# What you will accomplish

In this guide, you will:

    - Build, train, and tune a model using script mode
    - Detect bias in ML models and understand model predictions
    - Deploy the trained model to a real-time inference endpoint for testing
    - Evaluate the model by generating sample predictions and understanding feature impact



### Bio: Josh, Data Scientist
### Location: Bellevue, WA

### Scenario:  

Josh, is a data scientist at Figma Insurance who is working on training a binary classifier model that can predict fraudulent activity on insurance claims. Josh first uses SageMaker Studio with some python libraries to explore a dataset and finds some key characteristics that he can then use to engineer some features. Once he completes that, he decides to use XGboost framework to start training a base line model. This is exactly what you will start actioning on in this tutorial. You will use XGBoost and Panda Libraries to start training a base line model and do some experimentation and model tuning with various parameters using SM Hyperparameter. 
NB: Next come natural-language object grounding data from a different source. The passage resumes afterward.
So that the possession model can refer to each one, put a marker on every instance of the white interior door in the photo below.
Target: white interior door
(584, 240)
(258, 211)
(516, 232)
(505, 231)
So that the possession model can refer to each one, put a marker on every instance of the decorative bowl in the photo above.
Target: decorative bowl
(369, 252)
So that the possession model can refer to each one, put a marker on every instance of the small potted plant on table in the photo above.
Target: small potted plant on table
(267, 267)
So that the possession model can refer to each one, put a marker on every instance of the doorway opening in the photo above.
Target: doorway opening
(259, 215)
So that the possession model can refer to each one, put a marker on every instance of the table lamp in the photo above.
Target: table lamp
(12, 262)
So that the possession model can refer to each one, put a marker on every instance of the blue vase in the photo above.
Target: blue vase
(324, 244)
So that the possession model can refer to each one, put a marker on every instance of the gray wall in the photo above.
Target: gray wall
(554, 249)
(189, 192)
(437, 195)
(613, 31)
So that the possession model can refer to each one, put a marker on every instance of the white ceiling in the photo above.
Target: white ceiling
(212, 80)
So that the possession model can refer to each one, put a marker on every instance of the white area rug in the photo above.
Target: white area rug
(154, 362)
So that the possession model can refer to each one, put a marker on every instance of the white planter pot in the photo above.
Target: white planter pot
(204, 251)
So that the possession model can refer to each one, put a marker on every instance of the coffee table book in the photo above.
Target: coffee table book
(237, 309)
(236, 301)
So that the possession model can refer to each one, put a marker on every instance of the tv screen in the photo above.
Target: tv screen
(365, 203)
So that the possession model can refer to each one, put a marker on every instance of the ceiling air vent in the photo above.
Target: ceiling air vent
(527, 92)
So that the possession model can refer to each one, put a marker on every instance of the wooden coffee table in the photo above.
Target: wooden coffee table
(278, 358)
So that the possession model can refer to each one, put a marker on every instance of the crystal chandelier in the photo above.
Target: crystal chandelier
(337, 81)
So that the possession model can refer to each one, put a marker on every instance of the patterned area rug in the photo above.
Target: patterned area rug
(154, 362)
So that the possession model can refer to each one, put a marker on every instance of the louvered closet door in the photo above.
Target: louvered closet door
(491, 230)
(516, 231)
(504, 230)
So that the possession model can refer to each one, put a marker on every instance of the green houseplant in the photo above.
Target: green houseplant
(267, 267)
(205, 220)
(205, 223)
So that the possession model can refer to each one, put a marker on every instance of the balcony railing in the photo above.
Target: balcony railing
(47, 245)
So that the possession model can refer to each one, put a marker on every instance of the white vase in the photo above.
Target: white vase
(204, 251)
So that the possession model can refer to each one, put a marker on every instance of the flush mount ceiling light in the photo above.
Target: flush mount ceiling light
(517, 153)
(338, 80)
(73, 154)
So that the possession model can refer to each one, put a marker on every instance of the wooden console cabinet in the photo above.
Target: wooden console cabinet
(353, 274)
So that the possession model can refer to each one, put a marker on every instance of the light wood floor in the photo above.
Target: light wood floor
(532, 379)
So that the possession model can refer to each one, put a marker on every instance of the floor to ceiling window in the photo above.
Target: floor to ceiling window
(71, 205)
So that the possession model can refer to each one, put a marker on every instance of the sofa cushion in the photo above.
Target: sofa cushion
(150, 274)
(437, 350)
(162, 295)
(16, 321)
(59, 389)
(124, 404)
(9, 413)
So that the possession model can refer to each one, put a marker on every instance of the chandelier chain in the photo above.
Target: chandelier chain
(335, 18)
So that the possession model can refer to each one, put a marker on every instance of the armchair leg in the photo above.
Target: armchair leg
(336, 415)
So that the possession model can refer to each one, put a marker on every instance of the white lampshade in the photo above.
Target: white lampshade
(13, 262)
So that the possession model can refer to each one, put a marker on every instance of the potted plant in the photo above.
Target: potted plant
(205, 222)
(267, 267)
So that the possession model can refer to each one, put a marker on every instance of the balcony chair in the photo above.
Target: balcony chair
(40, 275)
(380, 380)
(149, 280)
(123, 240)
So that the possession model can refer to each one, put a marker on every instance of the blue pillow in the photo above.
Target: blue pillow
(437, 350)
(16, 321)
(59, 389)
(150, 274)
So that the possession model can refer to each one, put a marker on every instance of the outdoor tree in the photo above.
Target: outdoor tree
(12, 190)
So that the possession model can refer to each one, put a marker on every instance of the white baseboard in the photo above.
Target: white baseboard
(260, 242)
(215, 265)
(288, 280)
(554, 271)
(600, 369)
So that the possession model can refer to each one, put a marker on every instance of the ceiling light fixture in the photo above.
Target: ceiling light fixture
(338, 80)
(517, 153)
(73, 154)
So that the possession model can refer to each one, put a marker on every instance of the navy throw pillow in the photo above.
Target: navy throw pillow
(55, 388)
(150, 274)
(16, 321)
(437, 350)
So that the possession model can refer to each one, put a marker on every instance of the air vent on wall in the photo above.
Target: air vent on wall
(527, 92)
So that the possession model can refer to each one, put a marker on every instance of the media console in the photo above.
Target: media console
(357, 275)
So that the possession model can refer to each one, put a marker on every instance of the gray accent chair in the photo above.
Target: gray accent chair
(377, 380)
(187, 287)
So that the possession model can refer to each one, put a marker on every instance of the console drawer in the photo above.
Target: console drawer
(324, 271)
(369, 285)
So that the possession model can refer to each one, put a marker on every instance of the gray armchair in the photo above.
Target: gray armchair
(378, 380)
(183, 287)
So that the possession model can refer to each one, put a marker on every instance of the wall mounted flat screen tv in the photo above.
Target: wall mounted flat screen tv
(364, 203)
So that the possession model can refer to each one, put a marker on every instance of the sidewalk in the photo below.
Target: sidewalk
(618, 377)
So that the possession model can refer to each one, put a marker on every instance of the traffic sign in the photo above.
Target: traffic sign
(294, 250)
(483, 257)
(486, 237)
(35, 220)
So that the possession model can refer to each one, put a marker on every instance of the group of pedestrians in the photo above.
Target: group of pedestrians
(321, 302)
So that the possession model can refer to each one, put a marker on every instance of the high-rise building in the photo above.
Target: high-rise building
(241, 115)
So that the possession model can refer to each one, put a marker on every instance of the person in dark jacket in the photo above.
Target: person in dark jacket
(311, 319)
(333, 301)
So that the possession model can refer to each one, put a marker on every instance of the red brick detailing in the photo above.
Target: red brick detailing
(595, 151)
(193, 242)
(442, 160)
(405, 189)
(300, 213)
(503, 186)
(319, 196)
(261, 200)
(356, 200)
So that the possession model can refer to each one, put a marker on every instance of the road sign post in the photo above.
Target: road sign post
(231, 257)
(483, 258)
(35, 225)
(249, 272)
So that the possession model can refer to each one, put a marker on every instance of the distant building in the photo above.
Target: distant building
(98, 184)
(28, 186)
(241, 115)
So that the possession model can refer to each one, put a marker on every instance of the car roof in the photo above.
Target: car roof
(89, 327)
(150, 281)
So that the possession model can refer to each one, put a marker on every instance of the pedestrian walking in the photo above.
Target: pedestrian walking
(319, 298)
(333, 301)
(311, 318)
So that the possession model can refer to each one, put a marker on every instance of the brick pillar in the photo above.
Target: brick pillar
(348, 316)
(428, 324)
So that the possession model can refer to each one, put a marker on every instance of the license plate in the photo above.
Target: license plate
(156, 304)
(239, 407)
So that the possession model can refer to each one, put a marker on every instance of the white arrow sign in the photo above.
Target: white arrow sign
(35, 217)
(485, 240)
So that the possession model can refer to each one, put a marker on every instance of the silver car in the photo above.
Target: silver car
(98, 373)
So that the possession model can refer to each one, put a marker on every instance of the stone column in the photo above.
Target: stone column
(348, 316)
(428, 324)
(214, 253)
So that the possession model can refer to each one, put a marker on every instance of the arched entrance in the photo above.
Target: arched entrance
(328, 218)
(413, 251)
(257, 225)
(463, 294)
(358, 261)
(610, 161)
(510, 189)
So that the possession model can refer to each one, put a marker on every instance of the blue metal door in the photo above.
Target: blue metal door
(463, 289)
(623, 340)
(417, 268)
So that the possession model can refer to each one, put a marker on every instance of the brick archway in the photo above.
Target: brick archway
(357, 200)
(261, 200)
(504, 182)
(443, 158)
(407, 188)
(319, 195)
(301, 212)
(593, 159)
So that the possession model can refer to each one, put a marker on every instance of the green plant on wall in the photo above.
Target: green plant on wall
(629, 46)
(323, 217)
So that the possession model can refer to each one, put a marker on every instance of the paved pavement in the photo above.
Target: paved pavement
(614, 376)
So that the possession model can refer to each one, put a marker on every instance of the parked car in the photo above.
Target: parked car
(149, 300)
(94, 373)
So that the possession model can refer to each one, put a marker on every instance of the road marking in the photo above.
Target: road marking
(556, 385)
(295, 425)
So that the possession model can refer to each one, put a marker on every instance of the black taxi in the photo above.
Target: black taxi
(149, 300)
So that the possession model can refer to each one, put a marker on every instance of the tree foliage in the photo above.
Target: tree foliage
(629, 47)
Next, Josh will check to see if the model has any underlying bias that could cause the model to be impartial against certain facets like gender, race, and other demographics using SM Clarify. he also realizes that he needs to have an explainability around her model for why did the model predict something. What caused the model to make certain predictions? using SM Explainability Reports. After Josh completes bias and explainability checks, he is ready to deploy the model on a staging environment using SM Endpoints. Then he finishes up by conducting some inference test calls to understand how the model performs on a new unseen dataset. Once that is complete, he terminates her endpoints.

Six months later her new teammate, Christina, sees a deprecation in the performance of the deployed model which leads him to believe that the model might need to go through a re-training process. Thanks to SM pipeline, Josh can easily retrain the whole model using a new data with just a click of a button. 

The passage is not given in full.